Le second point de regard de la gynécologue apparaît ensuite. Lorsqu'elle commente l'histoire qu'elle relate. On voit ici apparaître ses convictions, sur la vie, sur son métier, sur la société. Mais au regard de son récit, il me semble que ces réflexions intérieures sont restées de l'ordre du privé et n'ont pas été exprimées en consultation devant ses patientes, ce qui est tout à son honneur et souligne son souci du droit des femmes à disposer de leur corps. Dans le contexte actuel c'est rafraîchissant.

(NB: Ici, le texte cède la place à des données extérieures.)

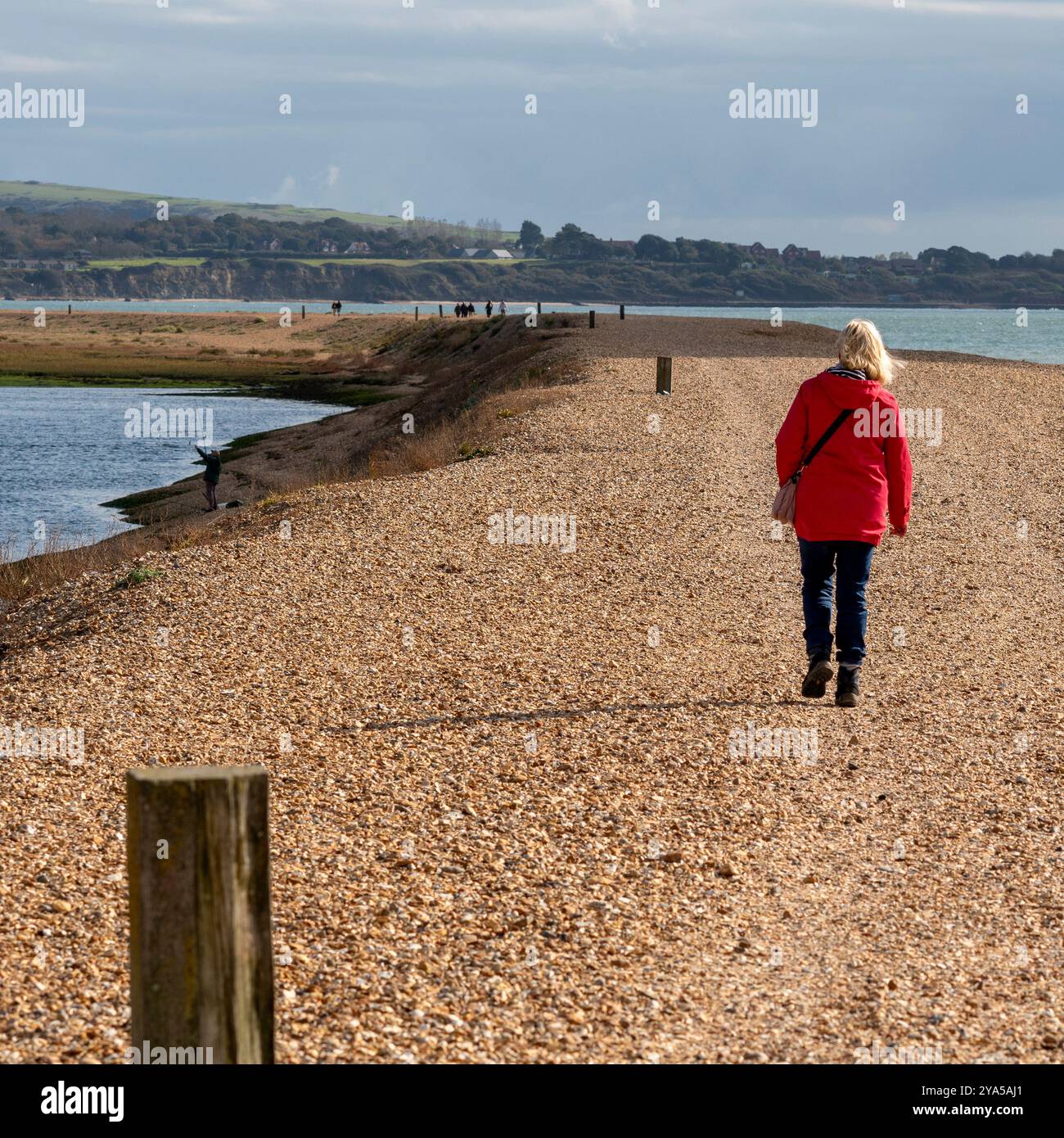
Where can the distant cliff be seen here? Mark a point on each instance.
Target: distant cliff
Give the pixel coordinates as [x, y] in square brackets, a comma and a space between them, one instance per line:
[604, 282]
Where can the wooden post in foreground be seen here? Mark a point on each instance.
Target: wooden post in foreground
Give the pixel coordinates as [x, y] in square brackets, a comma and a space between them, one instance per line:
[665, 375]
[201, 955]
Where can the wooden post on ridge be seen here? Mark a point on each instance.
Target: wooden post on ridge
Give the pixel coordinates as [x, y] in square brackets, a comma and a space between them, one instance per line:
[665, 375]
[201, 955]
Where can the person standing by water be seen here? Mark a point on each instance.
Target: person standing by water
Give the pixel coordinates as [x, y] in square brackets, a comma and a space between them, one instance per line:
[213, 463]
[862, 473]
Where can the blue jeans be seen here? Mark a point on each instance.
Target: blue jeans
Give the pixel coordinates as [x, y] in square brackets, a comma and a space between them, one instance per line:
[819, 561]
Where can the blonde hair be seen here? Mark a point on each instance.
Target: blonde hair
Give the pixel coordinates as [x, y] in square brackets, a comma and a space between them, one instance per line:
[862, 349]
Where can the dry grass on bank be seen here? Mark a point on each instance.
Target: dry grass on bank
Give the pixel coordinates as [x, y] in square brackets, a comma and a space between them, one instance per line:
[472, 432]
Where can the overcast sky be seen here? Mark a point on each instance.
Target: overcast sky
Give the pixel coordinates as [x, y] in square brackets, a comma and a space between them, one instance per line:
[428, 104]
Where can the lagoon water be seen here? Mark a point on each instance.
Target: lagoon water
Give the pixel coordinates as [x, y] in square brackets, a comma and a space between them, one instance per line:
[978, 332]
[65, 449]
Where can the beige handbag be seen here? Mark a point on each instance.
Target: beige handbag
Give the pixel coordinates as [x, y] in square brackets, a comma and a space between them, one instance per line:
[783, 507]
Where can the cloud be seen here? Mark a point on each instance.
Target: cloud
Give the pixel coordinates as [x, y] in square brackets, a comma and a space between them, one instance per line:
[26, 65]
[285, 192]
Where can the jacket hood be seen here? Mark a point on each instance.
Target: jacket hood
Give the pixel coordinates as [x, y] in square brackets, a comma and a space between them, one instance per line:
[848, 393]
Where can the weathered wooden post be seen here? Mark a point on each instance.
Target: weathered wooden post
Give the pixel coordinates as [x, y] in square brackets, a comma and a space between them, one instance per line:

On sent aussi une certaine humilité dans son discours, vis-à-vis de son savoir – et son corollaire – son ignorance. Là encore, on lit tant de médecins pontifiants, sûrs d'eux, toutes disciplines confondues, que cette posture est la bienvenue. J'ai relevé une approximation concernant le DIU et son effet abortif, qui mériterait d'être clarifiée par une note de bas de page sur le fonctionnement des DIU (p. 179).

Finalement, c'est le quotidien des femmes qui nous est ici relaté, des femmes banales, françaises, étrangères, âgées, jeunes, mariées, célibataires, mères ou nullipares. Ce livre nous dresse un portrait de la diversité de la société féminine et de ses préoccupations, et en cela, il mérite d'être lu, très largement.